Is there a place for pressure-support ventilation and high positive end-expiratory pressure combined to alpha-2 agonists early in severe diffuse acute respiratory distress syndrome?

Acute respiratory distress syndrome (ARDS) is associated with a high mortality linked primarily to co-morbidities (sepsis, cardiac failure, multiple organ failure, etc.). When the lung is the single failing organ, quick resolution of ARDS should skip some complications arising from a prolonged stay in the critical care unit. In severe ARDS (PaO2/FIO2=P/F<100 with positive end-expiratory pressure (PEEP) ≥ 5 cm H2O), current recommendations are to intubate the trachea of the patient and use mechanical ventilation, low tidal volume, high PEEP, prone positioning and possibly neuromuscular blockade in association with intravenous sedation.
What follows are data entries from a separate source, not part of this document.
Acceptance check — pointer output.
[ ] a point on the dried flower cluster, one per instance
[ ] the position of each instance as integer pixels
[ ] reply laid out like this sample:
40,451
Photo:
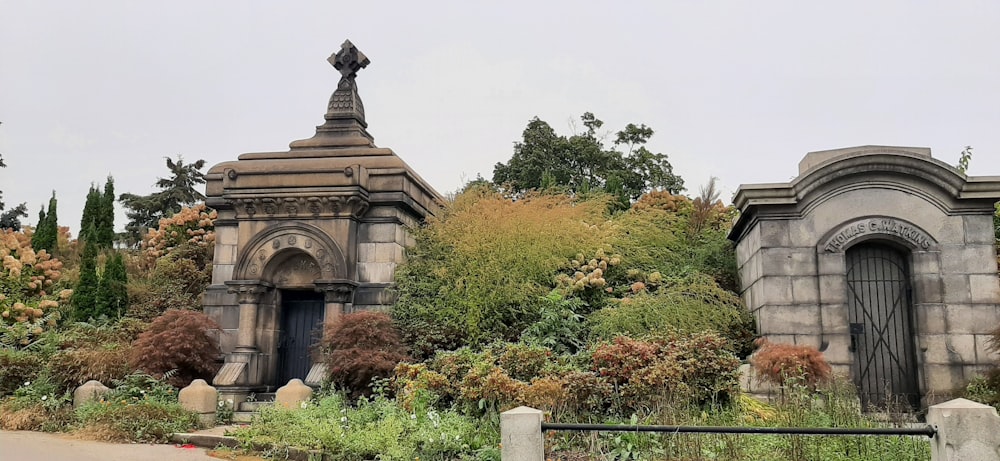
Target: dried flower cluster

Another strategy is possible. Firstly, spontaneous ventilation (SV) coupled with pressure support (PS) ventilation and high PEEP is possible from tracheal intubation onwards, with the possible exception of the short period following immediately tracheal intubation. Secondly, using alpha-2 adrenergic agonists (e.g. clonidine, dexmedetomidine) can provide first-line sedation from the beginning of mechanical ventilation, as they preserve respiratory drive, lower oxygen consumption and pulmonary hypertension and increase diuresis. Alpha-2 agonists are to be supplemented, if appropriate, by drugs devoid of effect on respiratory drive (neuroleptics, etc.). The expected benefits would be to prevent acquired diaphragmatic weakness, accumulation of sedation, cognitive dysfunction, and presumably improved outcome. This hypothesis should be tested in a double blind randomized controlled trial.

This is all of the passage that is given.